A few days before Christmas, Representative Leonard J. Lance, a Republican who represents the area in Congress, sent a letter to Attorney General Loretta E. Lynch requesting a grant to help Bedminster pay the cost of protecting Mr. Trump when he is at his country club. As Mr. Lance put it, the golf course could become “Camp David North.”
Mr. Trump’s transition team has indicated that he may continue to use the property after he moves into the White House, which will bring new kinds of disruptions to a town where a loose horse or a stranded hay truck is usually the most difficult traffic problem.
“With the highway getting shut down for his motorcade to come in, that’s something we’re not used to,” said Ray Goettel, 22, a truck driver and a captain with the Far Hills-Bedminster Fire Department. For Mr.

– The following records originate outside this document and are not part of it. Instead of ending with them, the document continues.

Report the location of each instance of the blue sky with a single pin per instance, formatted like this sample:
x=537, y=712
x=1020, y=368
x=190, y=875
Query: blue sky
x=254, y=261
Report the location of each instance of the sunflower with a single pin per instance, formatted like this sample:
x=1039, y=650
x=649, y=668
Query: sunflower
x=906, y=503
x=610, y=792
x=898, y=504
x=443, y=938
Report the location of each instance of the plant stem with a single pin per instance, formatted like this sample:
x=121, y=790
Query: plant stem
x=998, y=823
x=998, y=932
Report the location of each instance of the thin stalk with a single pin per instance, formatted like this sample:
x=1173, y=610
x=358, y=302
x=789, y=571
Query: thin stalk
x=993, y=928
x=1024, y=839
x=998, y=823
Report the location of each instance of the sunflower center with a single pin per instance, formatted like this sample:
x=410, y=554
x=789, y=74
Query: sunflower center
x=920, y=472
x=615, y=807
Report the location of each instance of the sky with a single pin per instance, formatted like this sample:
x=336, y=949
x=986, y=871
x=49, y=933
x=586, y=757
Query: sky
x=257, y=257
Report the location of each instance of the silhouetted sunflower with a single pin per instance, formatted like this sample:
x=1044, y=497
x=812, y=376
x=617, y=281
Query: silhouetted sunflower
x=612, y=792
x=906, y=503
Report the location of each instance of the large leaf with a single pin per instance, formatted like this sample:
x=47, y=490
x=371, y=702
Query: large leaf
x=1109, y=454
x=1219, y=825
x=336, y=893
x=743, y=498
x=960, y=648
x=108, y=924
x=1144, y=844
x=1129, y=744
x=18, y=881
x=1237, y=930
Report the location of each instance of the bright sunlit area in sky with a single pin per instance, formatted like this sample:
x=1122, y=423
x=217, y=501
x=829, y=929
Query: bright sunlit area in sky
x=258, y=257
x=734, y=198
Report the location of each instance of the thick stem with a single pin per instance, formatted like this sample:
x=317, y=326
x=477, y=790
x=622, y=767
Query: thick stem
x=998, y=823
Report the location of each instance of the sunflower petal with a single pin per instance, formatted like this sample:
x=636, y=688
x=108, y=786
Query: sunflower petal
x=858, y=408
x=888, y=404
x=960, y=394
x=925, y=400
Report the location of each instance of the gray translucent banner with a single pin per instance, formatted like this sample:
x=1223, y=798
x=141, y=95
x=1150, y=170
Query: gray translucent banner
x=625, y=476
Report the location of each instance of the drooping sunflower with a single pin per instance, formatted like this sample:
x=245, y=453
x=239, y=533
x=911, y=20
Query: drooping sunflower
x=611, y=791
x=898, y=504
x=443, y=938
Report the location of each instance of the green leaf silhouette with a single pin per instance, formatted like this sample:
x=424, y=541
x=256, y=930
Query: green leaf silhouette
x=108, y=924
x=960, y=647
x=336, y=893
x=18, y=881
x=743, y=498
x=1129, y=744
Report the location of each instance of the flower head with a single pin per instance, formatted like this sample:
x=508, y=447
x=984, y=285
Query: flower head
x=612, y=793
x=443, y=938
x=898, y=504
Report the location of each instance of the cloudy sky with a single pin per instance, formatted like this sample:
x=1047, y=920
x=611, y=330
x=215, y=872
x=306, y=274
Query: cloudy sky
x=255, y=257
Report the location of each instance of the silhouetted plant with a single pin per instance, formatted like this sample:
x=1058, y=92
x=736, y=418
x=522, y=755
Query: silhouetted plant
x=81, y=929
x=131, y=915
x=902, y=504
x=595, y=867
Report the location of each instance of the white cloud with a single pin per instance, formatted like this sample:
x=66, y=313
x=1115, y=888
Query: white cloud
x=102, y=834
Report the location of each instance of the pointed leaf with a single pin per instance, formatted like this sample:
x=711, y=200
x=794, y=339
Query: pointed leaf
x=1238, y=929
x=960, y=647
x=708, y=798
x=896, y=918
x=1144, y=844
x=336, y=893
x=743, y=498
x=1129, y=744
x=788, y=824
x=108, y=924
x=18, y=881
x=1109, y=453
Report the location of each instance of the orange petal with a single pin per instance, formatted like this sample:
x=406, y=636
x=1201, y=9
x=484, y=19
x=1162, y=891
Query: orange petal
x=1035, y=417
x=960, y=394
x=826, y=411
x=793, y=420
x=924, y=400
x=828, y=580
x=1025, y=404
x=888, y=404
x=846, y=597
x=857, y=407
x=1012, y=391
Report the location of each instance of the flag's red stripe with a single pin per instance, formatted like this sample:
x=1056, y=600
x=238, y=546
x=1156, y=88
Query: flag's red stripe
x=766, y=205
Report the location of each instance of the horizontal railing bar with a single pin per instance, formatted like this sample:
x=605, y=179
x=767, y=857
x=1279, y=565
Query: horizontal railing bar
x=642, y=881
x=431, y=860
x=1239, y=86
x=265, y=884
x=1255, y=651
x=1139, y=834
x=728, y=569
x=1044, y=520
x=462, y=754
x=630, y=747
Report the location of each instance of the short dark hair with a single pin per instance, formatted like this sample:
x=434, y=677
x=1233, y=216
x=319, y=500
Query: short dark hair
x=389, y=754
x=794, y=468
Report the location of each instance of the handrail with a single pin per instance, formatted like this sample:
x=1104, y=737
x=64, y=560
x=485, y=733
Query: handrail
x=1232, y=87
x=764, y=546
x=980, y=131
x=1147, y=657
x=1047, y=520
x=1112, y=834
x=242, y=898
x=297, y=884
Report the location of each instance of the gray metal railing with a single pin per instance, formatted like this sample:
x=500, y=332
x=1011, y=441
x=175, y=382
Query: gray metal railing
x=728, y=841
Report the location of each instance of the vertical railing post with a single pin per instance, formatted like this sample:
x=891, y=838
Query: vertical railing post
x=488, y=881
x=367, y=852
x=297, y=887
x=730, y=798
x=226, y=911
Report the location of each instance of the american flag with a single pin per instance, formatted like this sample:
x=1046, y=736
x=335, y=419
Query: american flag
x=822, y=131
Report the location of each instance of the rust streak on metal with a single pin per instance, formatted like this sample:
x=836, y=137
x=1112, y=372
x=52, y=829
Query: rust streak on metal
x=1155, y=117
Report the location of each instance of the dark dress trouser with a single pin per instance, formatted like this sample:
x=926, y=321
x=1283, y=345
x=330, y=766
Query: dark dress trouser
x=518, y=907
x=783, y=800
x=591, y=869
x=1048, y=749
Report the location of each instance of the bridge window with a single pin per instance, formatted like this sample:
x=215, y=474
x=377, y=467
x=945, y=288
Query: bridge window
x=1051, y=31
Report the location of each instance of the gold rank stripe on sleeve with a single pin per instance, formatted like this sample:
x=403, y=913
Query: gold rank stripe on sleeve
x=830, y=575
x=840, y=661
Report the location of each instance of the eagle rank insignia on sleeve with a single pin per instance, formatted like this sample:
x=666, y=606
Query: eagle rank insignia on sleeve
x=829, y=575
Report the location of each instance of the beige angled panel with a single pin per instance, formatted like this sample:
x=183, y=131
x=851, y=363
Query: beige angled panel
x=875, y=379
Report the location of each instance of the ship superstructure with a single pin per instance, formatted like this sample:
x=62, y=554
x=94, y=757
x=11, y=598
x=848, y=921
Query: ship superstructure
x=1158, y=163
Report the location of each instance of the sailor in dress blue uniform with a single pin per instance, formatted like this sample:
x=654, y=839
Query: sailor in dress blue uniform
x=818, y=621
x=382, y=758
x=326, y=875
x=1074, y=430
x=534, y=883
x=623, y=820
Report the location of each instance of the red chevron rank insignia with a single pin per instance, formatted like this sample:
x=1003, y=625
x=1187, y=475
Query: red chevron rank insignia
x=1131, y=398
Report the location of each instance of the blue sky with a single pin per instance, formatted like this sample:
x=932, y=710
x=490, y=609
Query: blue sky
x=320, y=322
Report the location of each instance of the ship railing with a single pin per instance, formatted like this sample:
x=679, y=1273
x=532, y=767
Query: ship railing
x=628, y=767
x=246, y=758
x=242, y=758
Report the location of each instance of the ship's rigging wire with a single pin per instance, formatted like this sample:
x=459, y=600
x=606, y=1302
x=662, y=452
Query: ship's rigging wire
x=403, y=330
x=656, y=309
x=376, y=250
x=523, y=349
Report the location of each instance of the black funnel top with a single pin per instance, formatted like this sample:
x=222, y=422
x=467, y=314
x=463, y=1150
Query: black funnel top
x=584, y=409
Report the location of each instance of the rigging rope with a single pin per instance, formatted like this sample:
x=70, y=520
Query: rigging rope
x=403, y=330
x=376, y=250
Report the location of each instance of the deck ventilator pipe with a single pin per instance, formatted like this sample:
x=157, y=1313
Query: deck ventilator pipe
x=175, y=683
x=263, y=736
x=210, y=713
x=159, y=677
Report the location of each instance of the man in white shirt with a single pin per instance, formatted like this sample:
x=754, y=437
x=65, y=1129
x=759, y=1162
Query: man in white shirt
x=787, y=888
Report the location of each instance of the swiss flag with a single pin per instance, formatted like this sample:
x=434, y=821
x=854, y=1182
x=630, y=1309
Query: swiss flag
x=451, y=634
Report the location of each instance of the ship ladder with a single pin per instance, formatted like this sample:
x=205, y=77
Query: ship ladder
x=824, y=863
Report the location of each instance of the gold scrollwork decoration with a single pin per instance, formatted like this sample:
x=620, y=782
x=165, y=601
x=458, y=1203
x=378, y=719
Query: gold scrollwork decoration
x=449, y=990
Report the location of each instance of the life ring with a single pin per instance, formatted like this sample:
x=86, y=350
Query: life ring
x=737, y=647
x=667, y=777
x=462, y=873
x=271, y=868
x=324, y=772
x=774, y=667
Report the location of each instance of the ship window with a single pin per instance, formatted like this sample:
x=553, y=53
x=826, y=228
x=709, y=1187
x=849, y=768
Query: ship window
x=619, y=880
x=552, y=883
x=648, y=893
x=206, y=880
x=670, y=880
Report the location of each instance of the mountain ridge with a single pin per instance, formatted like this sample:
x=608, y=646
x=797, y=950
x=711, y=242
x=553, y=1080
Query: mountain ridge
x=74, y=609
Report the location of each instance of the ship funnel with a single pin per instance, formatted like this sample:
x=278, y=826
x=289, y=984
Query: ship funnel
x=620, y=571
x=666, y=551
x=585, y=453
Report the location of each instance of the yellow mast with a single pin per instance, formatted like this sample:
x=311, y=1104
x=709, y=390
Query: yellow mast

Goettel and other members of local emergency services, solutions to novel situations — like how to respond to a fire alarm at the golf club when it is cordoned off by security — are still being figured out.
“I don’t know if it’s really hit us yet,” Mr. Goettel said. “People who didn’t know about your town are now like, ‘Oh, that’s the place where Trump is.’ It’s getting the spotlight. That is not what the town is used to.”
Before Mr. Trump’s arrival as president-elect in November, Bedminster was asked to assign most of its 16-person police force to the task of blocking roads and patrolling perimeters, according to Steven E. Parker, the town’s part-time mayor, who also runs a local airport. It was a “hair-on-fire type moment,” the mayor, a Republican, recalled.